Saturday, January 20, 2007

Classical Value Theory (Part 2 of 5)

In the classical period of economics, from the 1770’s to the 1870’s, Smith, Ricardo and Malthus all made important contributions to value theory (Ekelund & Hébert, 1997). Smith laid the groundwork for the classical school and focused his discussions of value theory relative to value that arises from exchange, albeit the supply side of the discussion. Moreover, in so doing, Smith noted problems with reconciling the market price with value that could be attributed to labor alone (i.e., natural price). This signpost left the door open for others to follow. Smith, Ricardo, and Malthus all contributed to the refinement of value theory, at times expounding on the work of the predecessor, but all approached the analysis of value differently.

Smith developed the basic concept of the wages-fund for capital investment that influenced other economists including Ricardo and Malthus. The connection between Ricardo and Smith essentially is the wages-fund doctrine. This is evidenced by Ricardo’s discussion of how changes occur in land, labor, capital, and the effect those changes have on capital accumulation and economic growth. Ricardo, inspired by Smith in this way, sought to explain value in terms of the measure of labor involved being the primary actual cost, with exceptions to this rule for scarce and non-reproducible goods. Malthus contributed by applying the forces of supply and demand in his analysis of Ricardo’s labor (i.e., real cost) theory of value to explain how value that arises from factors of production (i.e., labor) leads to exchange value. In that sense, Malthus injected a fair bit of reality into the internally rigorous theory of Ricardian economics.

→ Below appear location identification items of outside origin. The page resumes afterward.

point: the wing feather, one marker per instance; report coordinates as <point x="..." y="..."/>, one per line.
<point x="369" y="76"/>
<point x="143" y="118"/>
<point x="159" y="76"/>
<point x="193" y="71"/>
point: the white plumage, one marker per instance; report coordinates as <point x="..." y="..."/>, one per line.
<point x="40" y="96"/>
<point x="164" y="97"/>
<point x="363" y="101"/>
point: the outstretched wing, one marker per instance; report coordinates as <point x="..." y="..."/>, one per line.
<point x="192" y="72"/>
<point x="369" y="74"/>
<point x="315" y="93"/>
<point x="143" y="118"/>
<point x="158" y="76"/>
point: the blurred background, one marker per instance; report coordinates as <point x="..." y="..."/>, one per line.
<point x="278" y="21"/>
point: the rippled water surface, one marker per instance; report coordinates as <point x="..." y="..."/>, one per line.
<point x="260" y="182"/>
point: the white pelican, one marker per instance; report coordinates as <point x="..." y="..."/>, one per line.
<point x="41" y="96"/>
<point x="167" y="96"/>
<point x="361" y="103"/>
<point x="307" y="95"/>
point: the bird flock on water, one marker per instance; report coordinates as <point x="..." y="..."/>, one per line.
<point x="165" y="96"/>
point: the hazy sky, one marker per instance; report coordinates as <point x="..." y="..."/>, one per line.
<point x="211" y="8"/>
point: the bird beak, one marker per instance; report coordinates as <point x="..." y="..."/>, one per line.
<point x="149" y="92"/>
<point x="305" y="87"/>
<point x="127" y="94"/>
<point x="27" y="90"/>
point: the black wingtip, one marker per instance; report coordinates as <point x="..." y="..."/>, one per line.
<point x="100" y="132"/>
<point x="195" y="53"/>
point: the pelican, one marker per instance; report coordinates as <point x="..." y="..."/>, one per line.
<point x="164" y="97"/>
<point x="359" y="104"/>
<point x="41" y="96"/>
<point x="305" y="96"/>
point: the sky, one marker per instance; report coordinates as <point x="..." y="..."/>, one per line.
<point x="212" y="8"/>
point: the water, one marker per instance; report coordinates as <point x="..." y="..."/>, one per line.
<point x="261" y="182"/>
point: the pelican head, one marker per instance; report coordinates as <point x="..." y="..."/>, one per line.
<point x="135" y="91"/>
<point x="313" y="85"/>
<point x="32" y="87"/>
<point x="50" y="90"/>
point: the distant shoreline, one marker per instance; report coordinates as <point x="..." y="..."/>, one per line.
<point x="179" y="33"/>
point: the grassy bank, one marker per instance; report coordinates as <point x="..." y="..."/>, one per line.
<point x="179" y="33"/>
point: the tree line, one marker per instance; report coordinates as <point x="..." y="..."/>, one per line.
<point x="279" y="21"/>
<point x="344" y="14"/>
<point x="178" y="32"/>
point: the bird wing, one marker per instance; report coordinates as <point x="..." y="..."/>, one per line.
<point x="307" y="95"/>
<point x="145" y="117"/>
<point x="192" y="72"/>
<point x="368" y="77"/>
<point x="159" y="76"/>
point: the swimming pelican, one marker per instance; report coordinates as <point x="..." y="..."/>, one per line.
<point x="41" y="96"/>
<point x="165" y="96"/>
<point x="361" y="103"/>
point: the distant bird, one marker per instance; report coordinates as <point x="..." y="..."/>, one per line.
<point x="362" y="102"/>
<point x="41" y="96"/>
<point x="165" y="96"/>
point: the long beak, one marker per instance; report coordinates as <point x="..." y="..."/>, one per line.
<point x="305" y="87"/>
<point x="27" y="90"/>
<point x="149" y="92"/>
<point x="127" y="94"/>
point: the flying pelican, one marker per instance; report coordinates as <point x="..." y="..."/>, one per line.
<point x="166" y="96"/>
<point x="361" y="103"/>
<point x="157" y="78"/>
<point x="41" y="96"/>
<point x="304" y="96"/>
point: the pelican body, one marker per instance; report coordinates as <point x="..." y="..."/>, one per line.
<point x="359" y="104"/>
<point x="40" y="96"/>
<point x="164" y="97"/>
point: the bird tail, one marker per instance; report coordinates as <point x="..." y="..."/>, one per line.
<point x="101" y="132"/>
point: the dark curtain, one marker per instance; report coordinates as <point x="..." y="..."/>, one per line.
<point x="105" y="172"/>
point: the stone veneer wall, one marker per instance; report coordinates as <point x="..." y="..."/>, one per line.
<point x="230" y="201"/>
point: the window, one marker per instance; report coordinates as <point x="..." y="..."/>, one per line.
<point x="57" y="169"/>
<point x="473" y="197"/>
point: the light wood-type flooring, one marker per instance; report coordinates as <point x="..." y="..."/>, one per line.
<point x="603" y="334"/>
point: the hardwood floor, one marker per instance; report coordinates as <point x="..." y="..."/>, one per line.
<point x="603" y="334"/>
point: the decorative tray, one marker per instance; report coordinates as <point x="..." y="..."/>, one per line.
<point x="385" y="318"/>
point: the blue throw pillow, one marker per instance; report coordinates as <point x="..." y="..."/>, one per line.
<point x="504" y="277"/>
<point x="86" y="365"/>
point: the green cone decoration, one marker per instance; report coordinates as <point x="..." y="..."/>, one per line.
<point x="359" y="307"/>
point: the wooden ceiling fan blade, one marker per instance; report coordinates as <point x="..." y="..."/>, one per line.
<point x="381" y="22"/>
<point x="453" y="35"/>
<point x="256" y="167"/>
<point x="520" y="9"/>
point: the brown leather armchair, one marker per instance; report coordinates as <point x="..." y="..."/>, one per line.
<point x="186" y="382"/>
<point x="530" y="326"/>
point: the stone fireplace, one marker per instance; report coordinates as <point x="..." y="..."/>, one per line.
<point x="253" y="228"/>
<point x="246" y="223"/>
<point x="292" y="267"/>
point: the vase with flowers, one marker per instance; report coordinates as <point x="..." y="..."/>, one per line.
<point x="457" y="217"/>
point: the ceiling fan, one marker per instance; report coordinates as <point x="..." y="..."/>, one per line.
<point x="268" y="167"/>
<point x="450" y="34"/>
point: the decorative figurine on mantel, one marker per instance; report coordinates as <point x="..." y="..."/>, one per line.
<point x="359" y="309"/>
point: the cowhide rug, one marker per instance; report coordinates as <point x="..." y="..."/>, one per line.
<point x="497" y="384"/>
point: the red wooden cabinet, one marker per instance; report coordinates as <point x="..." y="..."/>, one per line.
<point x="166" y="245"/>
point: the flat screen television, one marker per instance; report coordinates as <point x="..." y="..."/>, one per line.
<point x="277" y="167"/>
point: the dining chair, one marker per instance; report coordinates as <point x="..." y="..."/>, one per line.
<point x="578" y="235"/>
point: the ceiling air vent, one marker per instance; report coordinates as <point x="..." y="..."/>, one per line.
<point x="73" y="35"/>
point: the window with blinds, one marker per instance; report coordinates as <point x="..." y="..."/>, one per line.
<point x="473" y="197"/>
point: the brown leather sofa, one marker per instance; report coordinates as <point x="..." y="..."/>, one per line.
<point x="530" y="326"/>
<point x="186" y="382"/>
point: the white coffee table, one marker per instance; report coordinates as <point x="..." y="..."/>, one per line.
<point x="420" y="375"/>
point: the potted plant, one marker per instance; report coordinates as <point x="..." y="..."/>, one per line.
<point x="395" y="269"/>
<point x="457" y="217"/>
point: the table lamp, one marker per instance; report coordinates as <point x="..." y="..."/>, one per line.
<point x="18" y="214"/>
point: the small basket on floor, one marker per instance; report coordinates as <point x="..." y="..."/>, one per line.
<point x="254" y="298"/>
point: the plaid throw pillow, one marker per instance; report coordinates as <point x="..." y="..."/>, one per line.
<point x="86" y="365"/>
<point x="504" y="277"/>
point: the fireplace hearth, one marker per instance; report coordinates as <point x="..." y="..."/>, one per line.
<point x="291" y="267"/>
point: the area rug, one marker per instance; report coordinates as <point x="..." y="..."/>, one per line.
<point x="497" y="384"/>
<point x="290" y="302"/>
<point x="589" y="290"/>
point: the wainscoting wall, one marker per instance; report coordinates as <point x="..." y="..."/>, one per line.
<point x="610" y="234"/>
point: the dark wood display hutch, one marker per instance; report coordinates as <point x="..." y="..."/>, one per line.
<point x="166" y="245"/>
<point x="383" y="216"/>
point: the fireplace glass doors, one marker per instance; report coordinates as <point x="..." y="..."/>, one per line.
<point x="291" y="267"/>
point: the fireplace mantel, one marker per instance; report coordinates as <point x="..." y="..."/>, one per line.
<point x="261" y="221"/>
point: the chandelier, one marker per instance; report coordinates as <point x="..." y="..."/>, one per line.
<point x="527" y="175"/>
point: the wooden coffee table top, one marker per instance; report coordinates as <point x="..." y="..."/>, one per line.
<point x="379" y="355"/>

Smith’s discussion of value centered on the surplus value that is created when the division of labor is allowed to run its course. The division of labor gives surplus to each member of the work force who can then trade it for the goods and services they need above minimal subsistence. Smith supported the idea of using labor as a measure of value but proposed that labor was the primary cause of value only in primitive economies. Smith explains that in all but the simplest economies, labor alone cannot explain market price. In the analysis, Smith noted that value can be influenced by utility or effectual demand, but he did not really develop the demand side of the analysis. Smith acknowledged that utility or intensity of desire can effect market price, but centered his analysis around the supply-side determinants. Regardless, Smith clearly recognized that the market must determine the final price for a good (i.e., market price).
Smith made many important contributions while describing exchange value and natural price. Smith recognized that the value of a good could arise from the ways in which it can be used. Smith noted that the value of the good is subject to the scrutiny of the exchange process. The amount of labor used in production of a good is another measure of value, according to Smith. Smith also discussed capital, rent, and profits extensively. Profit is also a necessary component of exchange value, which in the case of the merchant may be completely separate from the labor employed—unlike Ricardo, Smith considered the importance of profits in respect to suppliers.

Reference

Ekelund, R. B., Jr., & Hébert, R. F. (1997). A history of economic theory and method (4th ed.). New York: McGraw Hill.